|
|
N°39, 05 марта 2003 |
|
ИД "Время" |
|
|
|
|
Розы сквозь колючую проволоку
Москве показали спектакль Евгения Панфилова «Тюряга»
Театр Наций собрал в один вечер московскую гастроль труппы полгода назад погибшего хореографа и премьеру хореографа, дебютирующего в Москве. «Тюряга» пермского театра Евгения Панфилова и «Пикник» «Крепостного балета», возглавляемого Еленой Прокопьевой, обнаружили некоторое сходство. Впрочем, различий было больше.
Елена Прокопьева пару лет назад показывала на «Золотой маске» свой спектакль «Любовь моя, цвет зеленый» (по «Дому Бернарды Альбы» Федерико Гарсиа Лорки). Ничего тогда не получила -- но запомнилась страстью, с которой женщины в ее спектакле рвались из своей судьбы. Теперь она переехала из Сибири в Москву и собрала здесь труппу под тем же названием «Крепостной балет». Сочинила для нее «Пикник».
Садовая скамейка, четыре девушки, четыре молодых человека. В финале -- стоп-кадр пикника с разложенной скатеркой и рассыпанными по ней яблоками, весь спектакль -- серия дуэтов и ансамблей, приводящих героев к этому самому пикнику. Порой -- забавных, чаще -- режущих глаз заигрыванием с публикой. Все герои слишком пережимают, слишком утрируют движения. Слишком семенит «шоколадница», будто сбежавшая с одноименной картины, и парочки флиртуют так искусственно, будто кадриль танцуют. Прокопьева очень хочет «быть своей» и понравиться. Хорошо бы для начала решить -- кому «своей».

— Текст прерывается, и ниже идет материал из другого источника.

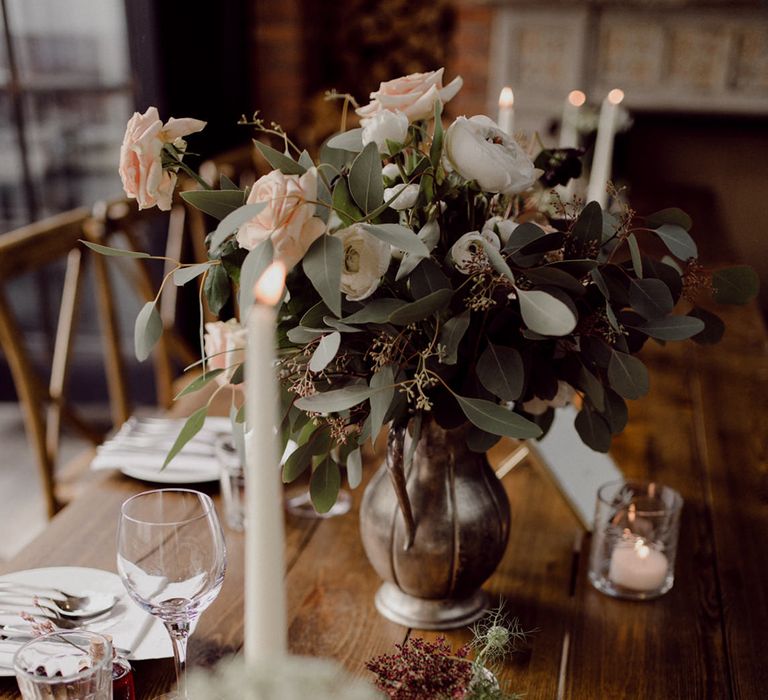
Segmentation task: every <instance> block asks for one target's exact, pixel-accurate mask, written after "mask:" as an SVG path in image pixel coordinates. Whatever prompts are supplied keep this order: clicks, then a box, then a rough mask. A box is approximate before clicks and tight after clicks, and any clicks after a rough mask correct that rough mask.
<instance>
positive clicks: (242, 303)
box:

«Тюряга» была поставлена Панфиловым в той из трех его трупп, что образовалась незадолго до его смерти. Не переставая сочинять танцы для «основной» своей труппы, собранной из профессиональных танцовщиков, и не забывая про «Балет толстых», где величаво отплясывали многомасштабные русские женщины, Панфилов развесил объявления по дворам и пригласил на просмотр «качков». Отобрал пятнадцать человек. Назвал труппу «Бойцовский клуб». «Тюряга» стала первым их спектаклем.
Пятнадцать парней -- вовсе не Шварценеггеров, нормальный среднерусский калибр, одеты в розовые робы с прописанными черным на спине номерами. Спектакль выстроен как череда агрессивных вспышек, перемежающихся расслаблением танцовщиков: вот только что кого-то дружно били, а тут свет вырубили, обитатели «Тюряги» лежат по сторонам сцены, и лучи прожекторов шарят по зрительским рядам (вроде как «от сумы да от тюрьмы» -- мысль понятна).
«Тюряга» патетична, как творчество заключенных, -- все эти розы, рвущиеся сквозь колючую проволоку. Все -- с надрывом, с отсылками не меньше чем к Евангелию. (Два парня взбираются на металлические конструкции, что-то вроде скелетов кроватей, поставленных на одну из спинок, и повисают в них очевидно распятыми). И равного шансонным певцам раздражения «Тюряга» не вызывает лишь потому, что Панфилов, во-первых, все же был не последним хореографом (превратить упражнение для пресса, когда один человек сидит на ногах у другого, в обморочный любовный дуэт -- это уметь надо!), а во-вторых -- потому, что сам он принадлежал этой страшно далекой и чудовищно близкой культуре.
Это все было честно. Выросший в архангельской деревне человек, получив балетмейстерский диплом и немаленькую славу, чувствовал себя не-чужим колоссальной массе людей, говорящих тюремным и околотюремным языком. И создание «Тюряги», оказавшейся внезапно завещанием, лишь подчеркнуло эту честность. Его случайному убийце недавно выдали двенадцать лет.